В шатре было жарко; опахало в руках черного слуги не облегчало густой духоты. Только вода из реки Сучавы, подливаемая рабами в большой медный таз, приятно холодила ноги и позволяла выдерживать нестерпимый зной. За годы службы в турецком царстве мессер Джованни Анджолелло так и не научился писать, сидя с поджатыми ногами на полу, как скрибы осман, и работал всегда, устроившись чуть боком на удобном походном стуле, положив веницейский пергамент или лист бумаги из Дрездена на высокий пюпитр из черного дерева. Анджолелло прикусил калам, вспоминая события минувшего дня. Писать вроде бы и не о чем; несколько десятков салагор и арабаджи из христиан, умерших от истощения и болезней… Несколько осман, найденных убитыми или пораженными насмерть «синей хворью», как многие догадывались — удушенными… Перестрелка аркебузиров между осаждающими и крепостью… Казни в лагере по разным причинам и поводам… То же самое, что с неизменностью повторялось в предыдущие дни.
Была, правда, и новость: о приближении большого обоза из-за Дуная.
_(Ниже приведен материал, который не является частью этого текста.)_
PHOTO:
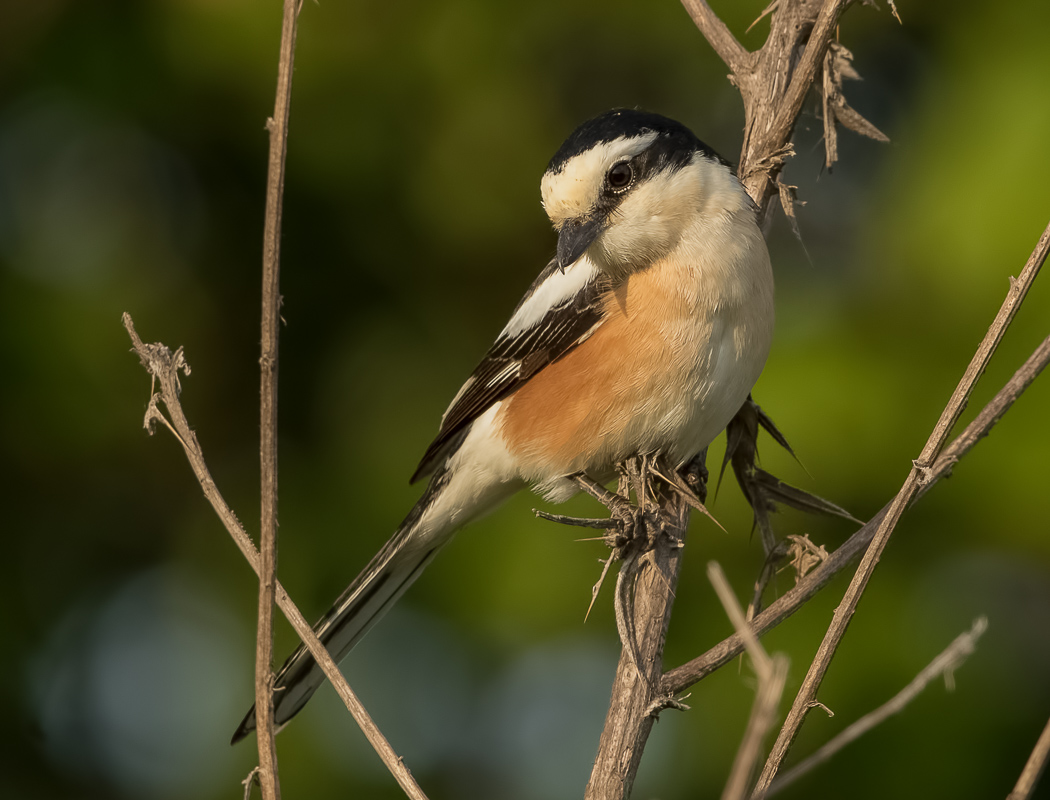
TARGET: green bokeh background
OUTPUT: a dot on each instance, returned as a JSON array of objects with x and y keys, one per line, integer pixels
[{"x": 132, "y": 158}]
Чудом пробравшийся к армии мунтянин — гонец от начальника турецкой охраны каравана — сообщил, что на них напали ак-ифляки и османский алай-бек просит помощи. Мухаммед послал сильный отряд — тысячу бешлиев, поставив над ними Юнис-бека, сына старого Исы. Молодой бек вернулся нынешним утром. Потеряв в бою триста воинов, бешлии успели спасти не более дюжины из трехсот янычар, сопровождавших обоз, и отбить два воза с припасами.
Писать не хотелось. Лениво шевеля пальцами ног в еще прохладной воде, мессер Джованни думал о жарком месяце, без толку проведенном его хозяином и повелителем под стенами Сучавы. Конца осаде не было видно, положение же армии осложнялось ежечасно; армия сама сидела в двойной осаде — обступивших ее бескрайних лесов и невидимых в них молдавских воинов. Этой осадой осаждающих, охотой на самих охотников из хорошо укрытых, постоянно сменявшихся прибежищ в кодрах умело, Анджолелло сказал бы — умно руководил вездесущий, неуловимый бей Штефан. Сколько смелых вылазок, сколько быстрых, кинжальных ударов в сторону предполагаемых лагерей молдавского герцога совершили уже османы и мунтяне! И все — напрасно. Из леса приходили люди, жаловались на обиды со стороны бея, вызывались проводить газиев султана в то место, где он скрывается. Отряд со всеми предосторожностями углубляется в лес. Но тут на него валились деревья, сыпались стрелы и дротики, падали с ветвей орущие дьяволы, вооруженные ножами. И из сотни, трех, пяти сотен закаленных бойцов возвращалась жалкая горстка, а то и ни одного. Исчезали, как только начиналась схватка, и коварные проводники. Только одного удалось схватить, привести обратно; с него содрали кожу, набили ее соломой, напялили на страшную куклу его собственное платье. И умирающий, прибитый к кресту, почти сутки смотрел на собственное чучело, поставленное перед ним и привязанное к колу.
Было, как прежде: турки боялись леса, мунтяне боялись молдаван. Воины воеводы Лайоты не были трусами, они храбро бились в других походах, в которые их брал с собою султан. Но натиска здешних витязей и войников не выдерживали. Нагнал на мунтян, видно, страху бей Штефан, когда налетал на них в прежние времена, карая за то, что считал изменой христианству и себе. Но что могли поделать воеводы Мунтении, как могли воспротивиться Мухаммеду?
Скоро в лагере великой армии не станет хлеба. Будут съедены последние овцы, придет очередь верблюдов, воловьих упряжек обоза и пушечного наряда коней. Конину уже едят — обессилевших от бескормицы тягловых лошадей успевают прирезать. Потом будут есть боевых коней. И, если Мухаммед не откажется от упрямства, если двойное кольцо, в которое попало его войско, не удастся разорвать, голодные османы начнут с вожделением поглядывать на своих рабов и союзников — греков, болгар, мунтян, на христианских наемников: запрет ислама на человечину будет прежде всего снят с неверных. И тогда… Мессер Джованни, как ни было жарко, вздрогнул как от озноба; не хотелось и думать, что случится, если дело до всего этого дойдет. Ведь подобное бывало уже, когда венгры осаждали крепость Шабац, когда войска Блистательной порты попадали в трудное положение во время других войн в Азии, Африке и даже в Европе.